Проснувшись после обеда, бабушка позвала не внука, а няню покойного своего сына.
В низкой комнате, с большой изразцовой печкой и лежанкой, с божницей во весь угол, со столом, покрытым скатертью, поверх которой стояли теперь самовар, сушки, крендели, – пахло травами, лампадным маслом, свечами из чистого топлёного воска, – пахло стариной, миллионами, десятками миллионов.
– Ну, садись, слушай, – всё тебе выложу и суди меня: умно или глупо я сделала дело. Первым делом в Елабугу я поехала к сводному брату. Два дня погостила, – примечательного ничего, и дальше. Ну, словом, Каму изъездила, Вятку изъездила, Белую, – там-то и вовсе опустел народ, – тут в Перми приметила одну, хотела уж было к ней ехать, да всё слышу то тут, то там – про Кунгур мне шепчут…
– Коренного благочестия сторона, – вздохнула нянька.

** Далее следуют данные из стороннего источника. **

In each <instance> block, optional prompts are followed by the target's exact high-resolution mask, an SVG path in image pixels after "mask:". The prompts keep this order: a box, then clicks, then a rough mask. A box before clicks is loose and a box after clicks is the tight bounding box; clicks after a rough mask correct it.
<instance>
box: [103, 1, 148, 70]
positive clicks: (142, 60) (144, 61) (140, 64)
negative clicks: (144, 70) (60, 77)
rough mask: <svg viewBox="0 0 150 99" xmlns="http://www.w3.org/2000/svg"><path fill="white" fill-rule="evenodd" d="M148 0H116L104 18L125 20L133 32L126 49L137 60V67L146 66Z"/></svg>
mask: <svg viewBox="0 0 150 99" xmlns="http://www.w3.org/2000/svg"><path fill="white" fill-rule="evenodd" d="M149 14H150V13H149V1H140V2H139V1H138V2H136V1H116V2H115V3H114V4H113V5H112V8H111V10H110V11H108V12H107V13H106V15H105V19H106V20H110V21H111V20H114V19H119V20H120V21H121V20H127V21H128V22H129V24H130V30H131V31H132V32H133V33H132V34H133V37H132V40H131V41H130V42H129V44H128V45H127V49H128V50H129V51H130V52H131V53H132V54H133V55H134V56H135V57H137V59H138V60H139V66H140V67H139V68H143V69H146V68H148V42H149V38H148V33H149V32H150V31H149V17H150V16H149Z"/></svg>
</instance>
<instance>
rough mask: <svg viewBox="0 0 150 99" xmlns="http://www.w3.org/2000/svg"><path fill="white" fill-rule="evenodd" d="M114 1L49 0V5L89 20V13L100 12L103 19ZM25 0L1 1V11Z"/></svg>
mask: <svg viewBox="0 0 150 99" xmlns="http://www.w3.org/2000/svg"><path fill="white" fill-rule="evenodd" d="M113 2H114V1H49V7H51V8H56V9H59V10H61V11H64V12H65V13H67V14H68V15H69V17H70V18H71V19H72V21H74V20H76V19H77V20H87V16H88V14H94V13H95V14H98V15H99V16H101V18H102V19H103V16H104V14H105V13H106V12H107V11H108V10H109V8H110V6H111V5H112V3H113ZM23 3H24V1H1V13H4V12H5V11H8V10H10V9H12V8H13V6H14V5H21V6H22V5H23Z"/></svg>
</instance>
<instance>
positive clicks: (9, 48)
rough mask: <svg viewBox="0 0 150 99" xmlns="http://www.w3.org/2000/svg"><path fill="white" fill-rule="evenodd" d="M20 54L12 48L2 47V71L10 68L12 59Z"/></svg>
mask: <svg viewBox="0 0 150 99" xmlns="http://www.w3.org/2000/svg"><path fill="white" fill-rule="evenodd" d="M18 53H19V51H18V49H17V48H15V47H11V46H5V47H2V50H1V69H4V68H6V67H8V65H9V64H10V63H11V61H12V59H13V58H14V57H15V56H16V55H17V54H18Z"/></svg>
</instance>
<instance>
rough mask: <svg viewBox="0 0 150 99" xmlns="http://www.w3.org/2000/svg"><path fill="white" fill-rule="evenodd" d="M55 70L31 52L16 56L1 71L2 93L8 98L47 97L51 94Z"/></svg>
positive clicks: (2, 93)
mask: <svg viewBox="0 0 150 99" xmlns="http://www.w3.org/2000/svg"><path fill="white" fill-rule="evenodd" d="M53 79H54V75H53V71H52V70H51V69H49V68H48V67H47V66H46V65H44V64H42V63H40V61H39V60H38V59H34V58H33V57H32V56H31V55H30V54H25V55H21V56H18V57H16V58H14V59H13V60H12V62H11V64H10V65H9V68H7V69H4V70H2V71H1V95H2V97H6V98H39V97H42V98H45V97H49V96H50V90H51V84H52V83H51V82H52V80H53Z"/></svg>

– Дочь лесовика. И лесам счёту нет, и деньгам, и сама-то красавица писанная, и семья старого благочестия, хоть уж не очень так, не до дикости: дочка, как мой же, по городскому одевается. Бежим мы по Каме пароходом, – я уж, значит, порешила было в Пермь ехать, – снится мне сон, что в лесу я. Ели высокие, до неба, мохнатые, иду я, оглядываюсь, без дороги…
– Страсти-то какие! – снова вздохнула нянька.
– А ты слушай, то ли будет ещё… Вдруг прямо на меня медведь, – аграмадный, на задних лапах, прямо на меня. Хочу я крикнуть, нет голоса, а он навалился на меня, да мордой тычет в лицо, тычет, а морда мохнатая, да мягкая…
– Это к добру: это свой же домовой по тебе соскучился…
– А тут человечьим голосом, да как из ружья: Федю.